Even if you believe that the reports he cites are just another instance of "lies, damned lies and statistics," how do you respond to the information that the folks you work with consider themselves smarter than the average bear? What if they compound their enviable omniscience with a claim to being more infallible than everyone else -- including you? If this is how humans behave time and time again, then you'd be crazy to take at face value internal surveys in which the users of your knowledge management system self-report on their abilities and expectations. After all, it appears that either we don't know ourselves very well or we're not willing to let anyone else know that there may be some foundation to our insecurities. In light of these human tendencies, a knowledge manager would be wise to seek more objective confirmation of the self-reporting. For example, reviewing search queries can tell you a lot about what people are looking for and how good they are at searching. Reviewing help desk requests lets you know when and where users find themselves in trouble. Similarly, usage metrics can tell you whether lawyers actually are trying to use your KM system and which content items seem to be used the most.
These human tendencies of self-delusion can also have an impact on how we plan new knowledge management tools. For example, if we take at face value what we're told about the lawyers in our firm being smarter than the average lawyer, then we might make the mistake of creating a system that requires a user with greater technical facility (or tolerance) than the average user. And, given that those lawyers (like most customers) think they are "righter than average," any advice you get from them regarding how a KM system should operate would need to be cross-checked before using that guidance in your planning and implementation.

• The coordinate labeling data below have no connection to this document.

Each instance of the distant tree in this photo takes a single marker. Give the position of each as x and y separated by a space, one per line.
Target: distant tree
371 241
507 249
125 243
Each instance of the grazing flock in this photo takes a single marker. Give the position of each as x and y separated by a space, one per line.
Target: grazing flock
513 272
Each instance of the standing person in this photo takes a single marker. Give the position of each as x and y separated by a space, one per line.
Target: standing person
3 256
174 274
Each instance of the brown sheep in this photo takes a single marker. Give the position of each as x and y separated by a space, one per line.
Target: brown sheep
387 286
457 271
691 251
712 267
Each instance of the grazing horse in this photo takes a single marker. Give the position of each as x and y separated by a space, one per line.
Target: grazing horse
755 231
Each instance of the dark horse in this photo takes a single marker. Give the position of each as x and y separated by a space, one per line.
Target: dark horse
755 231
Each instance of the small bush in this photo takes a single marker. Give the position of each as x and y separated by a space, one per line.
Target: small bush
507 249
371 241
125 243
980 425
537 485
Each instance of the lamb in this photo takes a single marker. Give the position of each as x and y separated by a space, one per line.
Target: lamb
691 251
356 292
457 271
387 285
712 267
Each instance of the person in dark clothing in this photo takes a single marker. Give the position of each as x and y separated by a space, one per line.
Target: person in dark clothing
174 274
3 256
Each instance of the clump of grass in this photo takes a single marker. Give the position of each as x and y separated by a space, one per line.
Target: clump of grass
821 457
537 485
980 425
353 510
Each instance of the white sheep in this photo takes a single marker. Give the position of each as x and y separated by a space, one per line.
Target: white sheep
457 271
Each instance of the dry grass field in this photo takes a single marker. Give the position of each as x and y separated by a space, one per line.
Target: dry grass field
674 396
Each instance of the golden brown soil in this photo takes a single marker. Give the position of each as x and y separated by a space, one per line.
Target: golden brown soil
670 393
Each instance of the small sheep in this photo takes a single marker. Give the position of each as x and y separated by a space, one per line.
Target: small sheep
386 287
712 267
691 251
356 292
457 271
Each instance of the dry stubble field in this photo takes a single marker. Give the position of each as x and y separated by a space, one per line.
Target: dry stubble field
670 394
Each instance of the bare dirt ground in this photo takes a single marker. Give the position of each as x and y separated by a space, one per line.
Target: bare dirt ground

Finally, given what we are learning about the unreliability of self-reporting, we'd be wise not to fall into the trap of getting so caught up in planning the perfect knowledge management system in terms of user functionality that we forget to bake into that proposed system objective means of monitoring the actual (as opposed to reported) use and usefulness of the system.
But as I write this, I can hear each of you saying to yourselves, "Of course, all of her comments apply to her firm and not mine -- since the smartest lawyers in the world really do work at my firm!"